Я не знала, откуда у нее столько энергии. Умудряется и наших мужчин удовлетворять, в основном отсасывать у всех, а кому-то даже и попку подставлять. Так еще и по вечерам вкалывает как Папа Карло за занавеской! Что она там делает? Хотела бы я знать… Все бы отдала, чтобы попробовать то, что делает она. Испытать то, что испытывает она.
В этом я ни за что не призналась бы никому, тем более своим сожителям, но картины того, как мною грубо, без ласк и прелюдий, овладевает потный мужик с большим немытым жадным членом, не давали мне спать. Это стало наваждением, и думая о предстоящей жизни в этом лагере, я не раз представляла свою роль там именно такой.
Не знаю, почему я ей так завидовала. Причем по белому. Я не желала ей зла. Она мне нравилась как человек. Не знаю, почему она мне так сильно нравилась как подруга. То ли своей беззащитностью и неприспособленностью. То ли тем, что не стала, как другие шлюхи, красить губы и вилять задом, кокетничать направо и налево, ища клиентов. То ли тем, что никогда не брала платы за свои невольные услуги с наших братьев из лагеря. У нее был ген самоотверженности. Она готова была ради других жертвовать всем, выходя за пределы зоны своего комфорта.
И когда хозяева приказывали ей оказывать им услуги, она никогда не жаловалась, а честно отрабатывала. Несмотря на то, что они иногда обращались к ней грубо и заставляли выполнять какие-то нелепые вещи, она все равно оказывала им свои услуги.

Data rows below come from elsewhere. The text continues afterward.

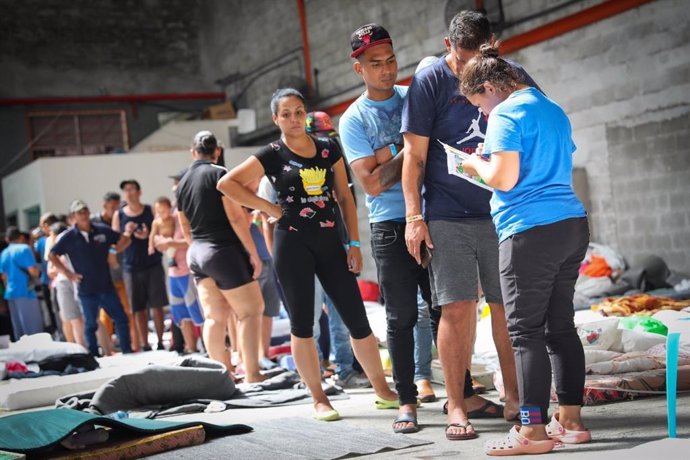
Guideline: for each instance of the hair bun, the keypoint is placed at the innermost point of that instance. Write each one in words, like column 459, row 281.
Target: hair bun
column 488, row 51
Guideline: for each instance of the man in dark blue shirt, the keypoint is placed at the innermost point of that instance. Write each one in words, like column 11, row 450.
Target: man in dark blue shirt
column 456, row 222
column 87, row 246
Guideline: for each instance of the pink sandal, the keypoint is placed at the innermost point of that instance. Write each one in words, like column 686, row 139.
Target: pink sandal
column 556, row 432
column 517, row 444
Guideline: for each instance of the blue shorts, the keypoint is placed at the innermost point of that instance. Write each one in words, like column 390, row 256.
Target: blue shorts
column 183, row 300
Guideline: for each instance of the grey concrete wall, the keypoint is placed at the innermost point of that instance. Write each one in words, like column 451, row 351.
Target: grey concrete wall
column 625, row 84
column 617, row 79
column 82, row 47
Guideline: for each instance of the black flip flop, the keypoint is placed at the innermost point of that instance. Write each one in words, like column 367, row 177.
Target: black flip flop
column 482, row 412
column 406, row 418
column 460, row 437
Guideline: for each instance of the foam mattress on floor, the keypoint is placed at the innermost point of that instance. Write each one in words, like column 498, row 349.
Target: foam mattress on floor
column 16, row 394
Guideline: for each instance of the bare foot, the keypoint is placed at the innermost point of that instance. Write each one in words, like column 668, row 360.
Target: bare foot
column 388, row 395
column 511, row 410
column 459, row 424
column 534, row 432
column 254, row 378
column 406, row 409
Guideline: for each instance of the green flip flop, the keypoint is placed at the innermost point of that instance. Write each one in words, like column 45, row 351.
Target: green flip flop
column 330, row 416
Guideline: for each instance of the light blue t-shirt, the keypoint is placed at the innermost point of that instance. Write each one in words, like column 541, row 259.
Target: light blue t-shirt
column 365, row 127
column 14, row 260
column 533, row 125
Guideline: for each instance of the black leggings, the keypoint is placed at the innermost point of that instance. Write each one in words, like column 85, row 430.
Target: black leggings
column 299, row 255
column 539, row 268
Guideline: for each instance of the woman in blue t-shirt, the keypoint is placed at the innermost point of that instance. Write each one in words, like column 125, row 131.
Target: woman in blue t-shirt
column 308, row 175
column 543, row 236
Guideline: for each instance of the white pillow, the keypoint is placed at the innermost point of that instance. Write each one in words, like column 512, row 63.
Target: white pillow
column 601, row 335
column 640, row 341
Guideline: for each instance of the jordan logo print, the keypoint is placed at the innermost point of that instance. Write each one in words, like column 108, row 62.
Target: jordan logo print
column 474, row 130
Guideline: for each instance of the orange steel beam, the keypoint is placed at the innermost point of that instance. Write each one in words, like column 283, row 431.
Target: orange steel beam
column 540, row 34
column 569, row 23
column 305, row 44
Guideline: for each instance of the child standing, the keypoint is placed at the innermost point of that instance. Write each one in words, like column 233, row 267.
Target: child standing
column 163, row 225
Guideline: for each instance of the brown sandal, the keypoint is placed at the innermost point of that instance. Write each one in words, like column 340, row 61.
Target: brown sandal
column 463, row 436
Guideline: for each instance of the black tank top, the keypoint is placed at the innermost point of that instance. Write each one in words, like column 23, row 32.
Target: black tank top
column 136, row 256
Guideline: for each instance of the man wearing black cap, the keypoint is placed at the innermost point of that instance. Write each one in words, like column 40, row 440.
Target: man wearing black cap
column 143, row 273
column 111, row 204
column 372, row 143
column 222, row 257
column 88, row 246
column 184, row 304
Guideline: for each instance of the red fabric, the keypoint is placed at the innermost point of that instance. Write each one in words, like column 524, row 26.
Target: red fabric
column 16, row 366
column 369, row 290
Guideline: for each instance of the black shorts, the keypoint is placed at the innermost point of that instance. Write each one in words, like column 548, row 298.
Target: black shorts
column 228, row 265
column 146, row 288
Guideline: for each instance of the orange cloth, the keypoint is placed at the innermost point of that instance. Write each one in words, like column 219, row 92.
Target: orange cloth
column 597, row 268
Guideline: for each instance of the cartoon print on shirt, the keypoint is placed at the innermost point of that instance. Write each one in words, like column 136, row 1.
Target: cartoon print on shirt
column 474, row 130
column 313, row 180
column 307, row 212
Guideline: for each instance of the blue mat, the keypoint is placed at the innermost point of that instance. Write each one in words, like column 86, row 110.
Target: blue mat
column 35, row 431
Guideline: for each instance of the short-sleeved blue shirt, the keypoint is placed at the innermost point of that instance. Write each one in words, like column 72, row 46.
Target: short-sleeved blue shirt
column 40, row 248
column 436, row 109
column 89, row 258
column 366, row 126
column 15, row 261
column 539, row 130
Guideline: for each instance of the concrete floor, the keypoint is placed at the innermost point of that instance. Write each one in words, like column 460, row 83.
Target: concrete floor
column 614, row 426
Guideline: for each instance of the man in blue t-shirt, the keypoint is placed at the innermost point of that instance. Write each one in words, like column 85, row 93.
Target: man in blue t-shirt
column 88, row 246
column 456, row 223
column 47, row 219
column 18, row 265
column 372, row 143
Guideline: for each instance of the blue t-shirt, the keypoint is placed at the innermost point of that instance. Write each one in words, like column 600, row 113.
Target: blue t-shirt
column 365, row 127
column 136, row 257
column 434, row 108
column 89, row 258
column 533, row 125
column 40, row 248
column 15, row 261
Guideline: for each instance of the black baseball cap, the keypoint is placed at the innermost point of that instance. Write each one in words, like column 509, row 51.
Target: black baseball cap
column 111, row 196
column 205, row 142
column 130, row 182
column 367, row 36
column 179, row 175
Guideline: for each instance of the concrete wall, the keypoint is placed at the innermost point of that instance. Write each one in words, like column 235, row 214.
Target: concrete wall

Да и не услуги это были, а испуганное подчинение обстоятельствам. И еще, она никогда не плакала, хотя видно было, как ей тяжело. Хотя нет. Один раз все же было. Это случилось спустя два месяца ее проживания с нами. Хозяева решили, что она способна на большее и нужно ее использовать по полной. Они снизили стоимость на ее услуги и теперь все бомжи в округе знали, что у нас есть такая крутая давалка, которая быстро отсосет или даст оттрахать себя.
Каждый вечер к ней заявлялись обитатели не только нашего, но и других подобных лагерей, и требовали ласки. Ритуал был до примитивности прост: вначале, стоя на коленях, она должна была ртом «заводить» клиентов, а потом ложилась на живот, и дело завершалось страстной агонией на ее спине. Все это уже происходило не за занавеской, а прямо на виду у всех.